Cross-validation – Can K-fold Cross Validation Cause Overfitting?

cross-validationoverfitting

I am learning $k$-fold cross validation. Since each fold will be used to train the model (in $k$ iterations), won't that cause overfitting?

Best Answer

K-fold cross validation is a standard technique to detect overfitting. It cannot "cause" overfitting in the sense of causality.

However, there is no guarantee that k-fold cross-validation removes overfitting. People are using it as a magic cure for overfitting, but it isn't. It may not be enough.

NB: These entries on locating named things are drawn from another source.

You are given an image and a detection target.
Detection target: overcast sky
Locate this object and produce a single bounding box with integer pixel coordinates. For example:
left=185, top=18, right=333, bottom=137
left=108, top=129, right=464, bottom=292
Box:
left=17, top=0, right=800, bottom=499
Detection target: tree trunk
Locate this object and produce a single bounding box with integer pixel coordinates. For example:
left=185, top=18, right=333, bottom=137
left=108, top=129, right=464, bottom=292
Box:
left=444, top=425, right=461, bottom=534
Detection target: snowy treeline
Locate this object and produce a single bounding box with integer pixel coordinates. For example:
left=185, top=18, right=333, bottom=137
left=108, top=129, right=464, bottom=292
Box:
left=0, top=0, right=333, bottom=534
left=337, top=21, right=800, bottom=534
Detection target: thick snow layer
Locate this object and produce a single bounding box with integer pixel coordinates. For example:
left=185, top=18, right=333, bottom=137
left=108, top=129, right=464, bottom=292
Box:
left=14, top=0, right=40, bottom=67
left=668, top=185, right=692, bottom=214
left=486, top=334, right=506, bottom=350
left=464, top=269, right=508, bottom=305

The proper way to apply cross-validation is as a method to detect overfitting. If you do CV, and if there is a big difference between the test and the training error then you know you are overfitting and need to get more diverse data or choose simpler models and stronger regularization. The contrary does not hold: no big difference between test and train error does not mean you haven't been overfitting.

It's not a magic cure, but the best method to detect overfitting we have (when used right).

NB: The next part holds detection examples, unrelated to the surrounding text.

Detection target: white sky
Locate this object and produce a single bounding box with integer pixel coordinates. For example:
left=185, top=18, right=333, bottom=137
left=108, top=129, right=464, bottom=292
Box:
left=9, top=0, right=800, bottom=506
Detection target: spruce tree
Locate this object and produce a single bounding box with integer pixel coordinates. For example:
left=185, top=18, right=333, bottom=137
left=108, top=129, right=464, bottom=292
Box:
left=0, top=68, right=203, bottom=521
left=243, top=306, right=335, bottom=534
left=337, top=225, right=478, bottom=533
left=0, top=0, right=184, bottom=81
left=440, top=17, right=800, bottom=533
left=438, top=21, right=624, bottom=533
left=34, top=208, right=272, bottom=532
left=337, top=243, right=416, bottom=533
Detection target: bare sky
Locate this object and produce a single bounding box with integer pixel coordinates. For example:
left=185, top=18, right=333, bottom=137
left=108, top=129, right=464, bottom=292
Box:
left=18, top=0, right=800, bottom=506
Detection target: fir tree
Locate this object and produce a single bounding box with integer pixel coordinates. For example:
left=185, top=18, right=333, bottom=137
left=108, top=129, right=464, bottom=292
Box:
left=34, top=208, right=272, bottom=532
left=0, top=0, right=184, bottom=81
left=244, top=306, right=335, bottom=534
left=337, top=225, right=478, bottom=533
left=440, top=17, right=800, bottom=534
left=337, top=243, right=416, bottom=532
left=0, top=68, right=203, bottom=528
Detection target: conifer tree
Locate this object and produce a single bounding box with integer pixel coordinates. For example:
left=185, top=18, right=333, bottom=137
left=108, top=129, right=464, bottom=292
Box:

Some examples when cross-validation can fail:

  • data is ordered, and not shuffled prior to splitting
  • unbalanced data (try stratified cross-validation)
  • duplicates in different folds
  • natural groups (e.g., data from the same user) shuffled into multiple folds

There are other cases where it cannot detect information leakage and overtitting even when used perfectly right. For example when analyzing time series, people like to standardize the data, split it into past and future data, then train a model to predict the future development of these stocks. The subtle information leakage was in the preprocessing: standardization prior to temporal splitting leaks information about the average of the remainder. Similar leaks can occur in other preprocessing. In outlier detection, if you scale the data to 0:1, a model can learn that values close to 0 and 1 are the most extreme values you can observe etc.

Back to your question:

Since each fold will be used to train the model (in  iterations), won't that cause overfitting?

No. Each fold is used to train a new model from scratch, predict the accuracy, and then the model is discarded. You don't use any of the models trained during CV.

You use validation (such as CV) for two purposes:

  1. Estimate how good your model will (hopefully) work in practise when you deploy it, without risking a real A-B-test in production yet. You only want to go live with models that are expected to work better than you current approach, or this may cost your company millions.
  2. Find the "best" parameters for train your final model (which you want to train on the entire training data). Tuning hyperparameters is when you have a high risk of overfitting if you are not careful.

CV is not a way of "training" a model by feeding 10 batches of data.